Privacy Preserving Web Identity Architectures

by Anonymous (no, not that Anonymous, the other one) -- Dave Longley, Manu Sporny, Christopher Allen, Drummond Reed, and Marta Piekarska

A White Paper from Rebooting the Web of Trust III

Abstract

It is important to be wary of the privacy implications and trade-offs of verifiable attribute, claim, and attestation systems. As with other ecosystems, different design decisions lead to different trade-offs. There is rarely one solution to a particular problem. Rather there tend to be a handful of solutions that make different trade-offs. This paper focuses on how privacy may be preserved using two different designs: same-origin identity and self-sovereign identity. We briefly analyze the trade-offs that come with each design approach in an attempt to progress a conversation in the community related to the appropriate path forward for a particular set of use cases.

Problem

There is no widely used, privacy-preserving, standard protocol for sharing verifiable claims that cuts across industries and market verticals.

Terminology

A claim is the expression of one or more attributes about an entity.
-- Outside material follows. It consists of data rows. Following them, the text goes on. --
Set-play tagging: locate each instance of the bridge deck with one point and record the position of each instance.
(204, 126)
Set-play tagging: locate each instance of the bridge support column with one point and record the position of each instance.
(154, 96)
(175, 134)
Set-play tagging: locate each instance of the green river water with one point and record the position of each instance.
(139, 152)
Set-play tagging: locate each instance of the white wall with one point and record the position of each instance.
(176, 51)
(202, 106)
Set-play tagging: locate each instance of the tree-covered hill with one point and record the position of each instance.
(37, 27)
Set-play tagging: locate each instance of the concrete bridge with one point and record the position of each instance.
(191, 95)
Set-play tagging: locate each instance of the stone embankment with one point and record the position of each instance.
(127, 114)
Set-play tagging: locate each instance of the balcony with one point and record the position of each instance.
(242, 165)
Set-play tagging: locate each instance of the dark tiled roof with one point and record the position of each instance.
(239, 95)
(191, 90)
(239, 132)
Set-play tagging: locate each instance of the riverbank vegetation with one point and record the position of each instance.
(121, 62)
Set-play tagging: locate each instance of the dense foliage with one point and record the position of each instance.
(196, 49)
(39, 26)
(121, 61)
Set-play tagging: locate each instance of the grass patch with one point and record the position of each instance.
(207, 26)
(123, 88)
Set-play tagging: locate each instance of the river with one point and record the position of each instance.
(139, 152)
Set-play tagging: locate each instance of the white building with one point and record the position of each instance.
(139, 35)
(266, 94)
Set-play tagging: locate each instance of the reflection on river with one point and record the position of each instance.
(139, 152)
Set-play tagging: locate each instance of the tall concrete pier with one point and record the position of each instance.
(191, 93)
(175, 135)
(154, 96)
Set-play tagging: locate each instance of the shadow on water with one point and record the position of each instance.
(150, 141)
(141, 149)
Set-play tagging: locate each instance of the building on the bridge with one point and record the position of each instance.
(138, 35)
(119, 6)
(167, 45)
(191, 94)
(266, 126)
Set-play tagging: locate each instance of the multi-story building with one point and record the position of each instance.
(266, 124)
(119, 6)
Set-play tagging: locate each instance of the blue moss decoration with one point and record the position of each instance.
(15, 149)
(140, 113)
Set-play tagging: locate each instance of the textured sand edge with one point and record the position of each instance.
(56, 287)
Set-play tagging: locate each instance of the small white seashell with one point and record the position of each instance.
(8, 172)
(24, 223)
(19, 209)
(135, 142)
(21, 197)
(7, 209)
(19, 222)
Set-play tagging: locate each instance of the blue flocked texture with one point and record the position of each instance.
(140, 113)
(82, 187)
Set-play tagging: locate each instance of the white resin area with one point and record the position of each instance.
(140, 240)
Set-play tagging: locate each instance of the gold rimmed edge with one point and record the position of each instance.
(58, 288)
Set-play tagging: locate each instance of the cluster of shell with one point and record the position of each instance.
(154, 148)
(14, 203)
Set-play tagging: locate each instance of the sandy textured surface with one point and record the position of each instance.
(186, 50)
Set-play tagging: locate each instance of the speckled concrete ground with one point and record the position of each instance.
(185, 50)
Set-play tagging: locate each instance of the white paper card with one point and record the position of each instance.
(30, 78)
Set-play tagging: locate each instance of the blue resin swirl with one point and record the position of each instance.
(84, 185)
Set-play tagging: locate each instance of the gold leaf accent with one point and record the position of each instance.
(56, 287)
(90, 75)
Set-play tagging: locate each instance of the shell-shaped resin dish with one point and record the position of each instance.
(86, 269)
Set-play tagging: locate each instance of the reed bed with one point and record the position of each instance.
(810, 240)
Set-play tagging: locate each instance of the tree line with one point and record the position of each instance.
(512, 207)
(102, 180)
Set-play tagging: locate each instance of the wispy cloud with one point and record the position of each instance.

A verifiable claim is a claim whose authorship can be cryptographically asserted.

Introduction

The general use case for sharing verifiable claims on the Web is as follows:

You visit domain A and you need a verifiable claim from domain B in order to access some service.

In this use case, you’re trying to prove to one party that another party (that they trust) believes something is true about you -- or that you have a certain "identity". In order to talk about a particular identity, computers typically assign an identifier (like an email address or UUID) to it. In order to give the identity meaning, entities may associate a variety of attributes with the identifier (such as name, place of residence, etc.).

You may decide to make this identifier public or keep some aspects of it private. Designers of identity systems are often concerned with making sure you’re aware of which aspects are public and which are private -- and this can be very difficult to do. Depending on how identifiers are handled between computer systems, unintentional correlations may become possible, potentially revealing more information about your identities than you intended.

There are two emerging schools of thought on how to address the use case. Both schools take a layered approach to solving the problem and both are interested in protecting privacy. The foundational layer in each school sets out core principles for identity that result in effects in how identity interactions may occur and constraints upon the software that must exist to enable them.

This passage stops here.